Oxidation degrades the lube oil producing sludges, varnishes and resins. Presence of moisture, and some metals particularly copper tend to act as a catalyst. Once oxidation starts, deterioration of the properties of the oil is rapid.

Recharging

When recharging no more than 10 % of the working charge should be topped up due to heavy sludgeing that can occur due to the heavy precipitation of the sludge.

EP additive oils

Can assist in healing of damaged gear surfaces but should be used as a temporary measure only due to risk of side effects

EMULSIFICATION

This occurs due to water contamination; also, contamination with grease, fatty oils, varnish, paint and rust preventers containing fatty products can also promote emulsification.

The presence of an emulsion can be detected by a general cloudiness of the sample.
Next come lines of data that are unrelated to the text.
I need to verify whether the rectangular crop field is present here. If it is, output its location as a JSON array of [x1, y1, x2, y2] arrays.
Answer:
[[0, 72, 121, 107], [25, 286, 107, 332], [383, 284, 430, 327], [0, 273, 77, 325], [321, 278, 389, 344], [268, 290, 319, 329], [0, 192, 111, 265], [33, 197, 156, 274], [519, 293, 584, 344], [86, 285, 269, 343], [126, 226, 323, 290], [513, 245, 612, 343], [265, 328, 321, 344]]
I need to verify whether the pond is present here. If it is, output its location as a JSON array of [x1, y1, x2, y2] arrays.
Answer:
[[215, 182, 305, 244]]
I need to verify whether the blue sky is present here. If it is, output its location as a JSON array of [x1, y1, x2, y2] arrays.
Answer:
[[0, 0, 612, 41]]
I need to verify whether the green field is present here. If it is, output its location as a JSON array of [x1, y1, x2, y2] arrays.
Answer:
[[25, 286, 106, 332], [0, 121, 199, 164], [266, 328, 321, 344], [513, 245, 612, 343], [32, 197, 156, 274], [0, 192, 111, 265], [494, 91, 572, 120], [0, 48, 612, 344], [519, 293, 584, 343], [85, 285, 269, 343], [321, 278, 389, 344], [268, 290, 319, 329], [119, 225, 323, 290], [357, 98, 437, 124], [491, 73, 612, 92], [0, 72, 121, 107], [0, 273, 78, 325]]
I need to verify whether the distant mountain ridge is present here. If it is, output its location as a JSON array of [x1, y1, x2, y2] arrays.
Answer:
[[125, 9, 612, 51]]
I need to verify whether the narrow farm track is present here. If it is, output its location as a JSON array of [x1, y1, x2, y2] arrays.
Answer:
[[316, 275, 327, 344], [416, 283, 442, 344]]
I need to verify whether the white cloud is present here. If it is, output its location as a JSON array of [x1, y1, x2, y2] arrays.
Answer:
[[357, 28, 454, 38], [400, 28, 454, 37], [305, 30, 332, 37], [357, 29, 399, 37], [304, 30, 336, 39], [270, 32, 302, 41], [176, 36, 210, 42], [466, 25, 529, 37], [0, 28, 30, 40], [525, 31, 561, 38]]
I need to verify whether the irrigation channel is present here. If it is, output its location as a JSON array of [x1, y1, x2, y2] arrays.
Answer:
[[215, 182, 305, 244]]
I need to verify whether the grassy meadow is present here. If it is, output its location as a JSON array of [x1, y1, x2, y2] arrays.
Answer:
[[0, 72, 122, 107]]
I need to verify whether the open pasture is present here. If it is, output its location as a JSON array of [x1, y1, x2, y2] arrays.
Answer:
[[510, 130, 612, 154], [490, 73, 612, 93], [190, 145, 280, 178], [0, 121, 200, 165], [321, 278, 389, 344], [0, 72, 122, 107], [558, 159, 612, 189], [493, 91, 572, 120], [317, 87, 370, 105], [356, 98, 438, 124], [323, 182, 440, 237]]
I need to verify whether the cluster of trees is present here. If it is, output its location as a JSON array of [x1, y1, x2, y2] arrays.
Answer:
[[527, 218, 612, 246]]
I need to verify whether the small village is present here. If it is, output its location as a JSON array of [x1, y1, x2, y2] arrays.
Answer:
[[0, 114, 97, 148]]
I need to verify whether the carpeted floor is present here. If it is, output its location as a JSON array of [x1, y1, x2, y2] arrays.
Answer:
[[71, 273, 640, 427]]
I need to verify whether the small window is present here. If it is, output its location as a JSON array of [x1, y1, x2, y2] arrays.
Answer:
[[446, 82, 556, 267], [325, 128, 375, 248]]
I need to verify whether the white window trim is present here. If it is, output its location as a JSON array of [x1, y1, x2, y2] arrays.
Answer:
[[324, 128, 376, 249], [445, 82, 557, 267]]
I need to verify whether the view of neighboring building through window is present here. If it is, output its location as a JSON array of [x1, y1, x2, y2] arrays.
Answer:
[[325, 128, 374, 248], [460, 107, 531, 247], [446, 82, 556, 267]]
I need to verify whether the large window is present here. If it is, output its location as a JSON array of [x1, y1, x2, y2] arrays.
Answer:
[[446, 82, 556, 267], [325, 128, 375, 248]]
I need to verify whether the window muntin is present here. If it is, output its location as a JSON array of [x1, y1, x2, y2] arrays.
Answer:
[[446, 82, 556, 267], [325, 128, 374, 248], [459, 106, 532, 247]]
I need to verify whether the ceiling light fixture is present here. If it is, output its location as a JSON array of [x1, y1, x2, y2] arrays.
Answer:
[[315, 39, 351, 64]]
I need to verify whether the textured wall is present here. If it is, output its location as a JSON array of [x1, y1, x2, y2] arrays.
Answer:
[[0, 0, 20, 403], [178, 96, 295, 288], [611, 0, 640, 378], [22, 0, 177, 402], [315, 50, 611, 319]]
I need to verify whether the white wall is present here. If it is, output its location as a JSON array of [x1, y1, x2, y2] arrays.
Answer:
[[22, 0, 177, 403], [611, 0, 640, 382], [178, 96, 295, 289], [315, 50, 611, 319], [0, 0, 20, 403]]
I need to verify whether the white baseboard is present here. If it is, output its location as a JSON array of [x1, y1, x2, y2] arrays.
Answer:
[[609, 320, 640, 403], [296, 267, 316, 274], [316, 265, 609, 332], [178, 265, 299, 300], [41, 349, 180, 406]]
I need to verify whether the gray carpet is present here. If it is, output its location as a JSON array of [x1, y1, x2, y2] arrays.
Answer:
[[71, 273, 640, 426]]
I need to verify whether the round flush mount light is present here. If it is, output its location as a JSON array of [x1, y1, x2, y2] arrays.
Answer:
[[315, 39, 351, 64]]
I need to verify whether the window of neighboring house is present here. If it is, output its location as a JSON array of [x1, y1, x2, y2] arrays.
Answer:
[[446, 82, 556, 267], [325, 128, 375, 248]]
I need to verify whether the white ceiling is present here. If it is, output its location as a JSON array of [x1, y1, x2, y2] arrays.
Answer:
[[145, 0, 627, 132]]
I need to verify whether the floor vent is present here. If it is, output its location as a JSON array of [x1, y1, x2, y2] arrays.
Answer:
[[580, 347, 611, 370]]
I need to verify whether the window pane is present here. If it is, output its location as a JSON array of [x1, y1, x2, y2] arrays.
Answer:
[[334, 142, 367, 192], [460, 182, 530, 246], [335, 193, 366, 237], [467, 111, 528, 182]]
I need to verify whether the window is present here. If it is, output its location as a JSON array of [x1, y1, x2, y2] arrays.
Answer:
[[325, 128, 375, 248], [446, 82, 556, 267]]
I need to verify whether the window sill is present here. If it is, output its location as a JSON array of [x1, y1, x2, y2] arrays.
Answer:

Salt water emulsifies very easily and should be avoided.

Water entrained in the oil supplied to a journal bearing can lead to loss of oil wedge, rub and failure.

Fresh water contamination whilst not in itself dangerous can lead to rusting. The iron oxides catalyses the oil to form sludge's. The additives in the oil can leach out to change the water into an electrolyte.

Salt water contamination is very serious as it causes tin oxide corrosion, and also leads to electrochemical attack on the tin matrix in the white metal. The sea water act as then electrolyte.

A major problem of water within a lub oil is where the mix enters a bearing, here it is possible for the water to be flashed off collapsing the oil wedge.